As I alluded to last time, the freestyle Monster™ Truck® competition was actually interesting. The Monster™ Trucks® did acrobatics that would make Paris Hilton blush, jumping off of 30’ high mounds of dirt and landing on all fours ready for action. Wait, isn’t that exactly what Paris does?
$200,000 of your tax dollars just sitting on dirt in a Houston stadium. Doesn't it make you feel warm and fuzzy inside?
The first bit of drama came when Air Force Afterburner© flipped, and the dashing young
As you can see, the USAF can fly not only planes, but cars. That must put fear into the heart of whatever tinpot despot rules Vermont now. Stupid Vermont.
At 10:00 The Boy became very agitated. I pulled out my earplugs and listened to his voice over the roar of the hydrocarbon powered behemoths down below.
“Daddy, it’s 10:00 PM”
I looked at the clock. Indeed, The Boy was correct.
“Daddy, it’s supposed to be over at 10:00PM.”
I was puzzled. “The Boy, are you having fun? Do you want to go? Do you have an appointment with Stephen Hawking to discuss the postulate that the quantum instability at the event horizon of a black hole will lead to eventual mass loss and dissipation of the black hole resulting in the eventual entropy of the universe leading toward a thin smear of subatomic particles being the end state after 1X10^200 years? Assuming proton decay, I mean.”

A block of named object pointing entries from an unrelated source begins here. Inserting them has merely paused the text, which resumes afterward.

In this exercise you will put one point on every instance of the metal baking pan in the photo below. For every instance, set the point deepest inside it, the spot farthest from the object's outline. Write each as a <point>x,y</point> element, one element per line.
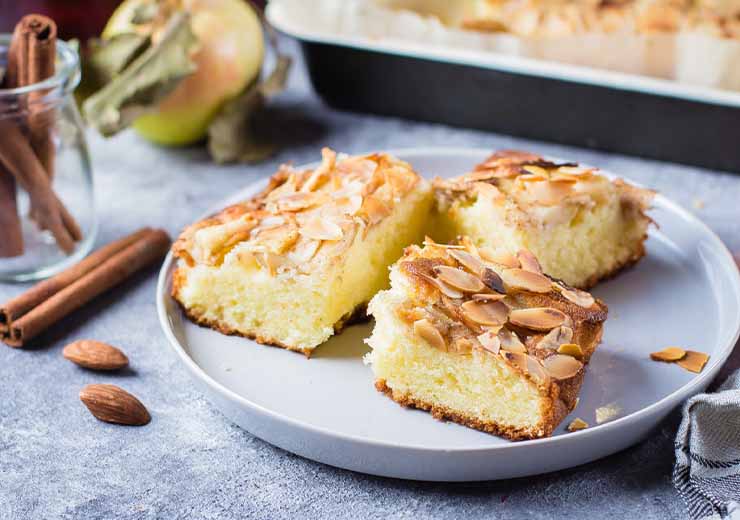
<point>568,104</point>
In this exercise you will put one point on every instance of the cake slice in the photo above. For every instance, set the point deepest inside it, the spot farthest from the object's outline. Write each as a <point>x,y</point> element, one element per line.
<point>499,347</point>
<point>291,266</point>
<point>581,226</point>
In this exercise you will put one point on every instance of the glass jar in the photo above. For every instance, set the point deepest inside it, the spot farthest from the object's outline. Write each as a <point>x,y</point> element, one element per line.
<point>47,211</point>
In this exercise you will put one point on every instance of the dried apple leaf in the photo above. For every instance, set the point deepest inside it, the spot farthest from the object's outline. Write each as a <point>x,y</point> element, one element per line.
<point>106,59</point>
<point>233,135</point>
<point>147,80</point>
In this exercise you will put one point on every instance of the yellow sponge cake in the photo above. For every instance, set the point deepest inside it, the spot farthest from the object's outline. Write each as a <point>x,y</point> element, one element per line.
<point>292,265</point>
<point>581,226</point>
<point>495,346</point>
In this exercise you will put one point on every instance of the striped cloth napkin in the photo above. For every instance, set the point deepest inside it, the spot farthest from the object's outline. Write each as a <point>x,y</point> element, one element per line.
<point>707,469</point>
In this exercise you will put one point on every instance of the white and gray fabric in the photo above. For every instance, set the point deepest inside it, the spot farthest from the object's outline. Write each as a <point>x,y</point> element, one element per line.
<point>707,470</point>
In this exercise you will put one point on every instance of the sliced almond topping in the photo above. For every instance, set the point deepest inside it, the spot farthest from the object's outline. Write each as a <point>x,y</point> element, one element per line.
<point>538,318</point>
<point>519,279</point>
<point>485,313</point>
<point>459,279</point>
<point>321,229</point>
<point>536,371</point>
<point>470,262</point>
<point>668,354</point>
<point>571,349</point>
<point>694,361</point>
<point>505,259</point>
<point>556,337</point>
<point>510,341</point>
<point>493,281</point>
<point>529,261</point>
<point>444,288</point>
<point>429,333</point>
<point>577,424</point>
<point>580,298</point>
<point>490,342</point>
<point>562,367</point>
<point>489,297</point>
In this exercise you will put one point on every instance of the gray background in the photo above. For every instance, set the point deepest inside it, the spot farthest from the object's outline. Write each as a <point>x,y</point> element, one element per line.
<point>57,461</point>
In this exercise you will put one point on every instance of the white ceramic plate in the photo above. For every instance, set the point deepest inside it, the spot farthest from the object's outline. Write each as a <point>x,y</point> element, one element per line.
<point>685,292</point>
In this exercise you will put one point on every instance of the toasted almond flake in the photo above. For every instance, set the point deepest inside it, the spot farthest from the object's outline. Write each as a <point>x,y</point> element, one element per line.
<point>537,318</point>
<point>321,229</point>
<point>561,367</point>
<point>536,371</point>
<point>520,279</point>
<point>271,222</point>
<point>556,337</point>
<point>459,279</point>
<point>607,412</point>
<point>577,424</point>
<point>510,341</point>
<point>429,333</point>
<point>571,349</point>
<point>485,313</point>
<point>549,193</point>
<point>528,261</point>
<point>580,298</point>
<point>444,288</point>
<point>493,281</point>
<point>495,297</point>
<point>694,361</point>
<point>470,262</point>
<point>668,354</point>
<point>490,341</point>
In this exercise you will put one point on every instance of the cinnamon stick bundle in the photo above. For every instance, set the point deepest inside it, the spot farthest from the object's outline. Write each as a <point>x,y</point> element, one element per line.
<point>31,59</point>
<point>18,158</point>
<point>25,317</point>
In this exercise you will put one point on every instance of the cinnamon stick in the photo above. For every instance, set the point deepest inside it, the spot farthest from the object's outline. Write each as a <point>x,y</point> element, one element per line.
<point>17,156</point>
<point>152,246</point>
<point>42,291</point>
<point>31,59</point>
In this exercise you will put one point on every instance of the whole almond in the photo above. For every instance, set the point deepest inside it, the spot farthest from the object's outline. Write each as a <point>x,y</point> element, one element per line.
<point>95,355</point>
<point>113,404</point>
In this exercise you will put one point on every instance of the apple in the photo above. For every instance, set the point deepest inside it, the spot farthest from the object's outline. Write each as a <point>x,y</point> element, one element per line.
<point>229,58</point>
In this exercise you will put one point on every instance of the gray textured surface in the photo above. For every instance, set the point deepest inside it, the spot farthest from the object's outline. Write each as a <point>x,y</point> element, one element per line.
<point>56,461</point>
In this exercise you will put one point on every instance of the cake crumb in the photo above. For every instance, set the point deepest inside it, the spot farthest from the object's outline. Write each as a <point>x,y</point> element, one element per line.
<point>577,424</point>
<point>607,412</point>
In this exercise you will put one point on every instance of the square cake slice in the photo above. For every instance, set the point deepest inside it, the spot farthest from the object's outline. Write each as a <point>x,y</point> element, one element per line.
<point>581,226</point>
<point>500,348</point>
<point>292,265</point>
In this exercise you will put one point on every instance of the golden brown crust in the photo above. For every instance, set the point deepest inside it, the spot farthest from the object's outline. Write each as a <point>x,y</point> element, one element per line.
<point>555,412</point>
<point>178,279</point>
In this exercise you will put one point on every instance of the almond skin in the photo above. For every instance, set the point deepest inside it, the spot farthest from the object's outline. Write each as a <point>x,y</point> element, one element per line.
<point>95,355</point>
<point>110,403</point>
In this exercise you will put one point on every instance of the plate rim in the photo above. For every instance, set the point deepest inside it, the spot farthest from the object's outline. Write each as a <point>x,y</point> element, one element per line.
<point>669,401</point>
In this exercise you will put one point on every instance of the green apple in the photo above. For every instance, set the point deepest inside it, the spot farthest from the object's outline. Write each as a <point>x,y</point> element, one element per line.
<point>229,58</point>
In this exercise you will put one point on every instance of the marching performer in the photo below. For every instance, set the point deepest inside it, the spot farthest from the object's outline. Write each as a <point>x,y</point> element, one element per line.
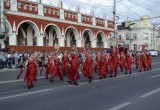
<point>73,73</point>
<point>88,67</point>
<point>56,69</point>
<point>103,66</point>
<point>30,71</point>
<point>128,63</point>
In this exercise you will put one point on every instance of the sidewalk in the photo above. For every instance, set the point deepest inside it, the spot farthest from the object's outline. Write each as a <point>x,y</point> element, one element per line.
<point>7,70</point>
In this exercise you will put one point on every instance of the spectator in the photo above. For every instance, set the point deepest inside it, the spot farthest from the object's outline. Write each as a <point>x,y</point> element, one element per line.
<point>16,56</point>
<point>4,60</point>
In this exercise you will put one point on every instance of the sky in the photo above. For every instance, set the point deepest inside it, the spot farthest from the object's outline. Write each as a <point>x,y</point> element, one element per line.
<point>126,9</point>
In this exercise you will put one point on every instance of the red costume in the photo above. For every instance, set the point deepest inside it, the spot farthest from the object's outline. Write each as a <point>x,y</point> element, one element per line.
<point>56,69</point>
<point>143,62</point>
<point>96,65</point>
<point>65,64</point>
<point>122,61</point>
<point>88,67</point>
<point>49,66</point>
<point>30,72</point>
<point>128,63</point>
<point>73,73</point>
<point>137,60</point>
<point>149,60</point>
<point>102,67</point>
<point>113,63</point>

“Respectively, Father, yes, no, and no. Stephen had to postpone.”
“Then what’s the matter?”
“Daddy, it’s supposed to be over at 10:00PM.”
Let’s just say The Boy is nothing if not punctual.
The Monster™ Trucks® continued their acrobatics for the next 38 minutes. One of them (Taz©) caught fire. There’s nothing like watching $200,000 go up in smoke, though that must be cheap compared to the cost to train a alleged-nutty-psycho-cheating-mother-tramp-astronaut-boiling rabbit woman astronaut.
Okay, I only paid $20.00 a seat, and I got fire. That's value. It could have been better if they had burned some money.
The eventual winner, Maximum Destruction©, flipped and spurted oil everywhere. Somewhere there’s an astronaut joke in that. I’m just not going there.
Anyhow, getting out of the stadium lasted almost as long as the show. The Mrs. talked to The Boy via cell, and The Boy had the longest conversation I’ve ever witnessed.
I used to hope The Boy would grow up to be an astronaut, but, heavens, who would want an astronaut in the neighborhood?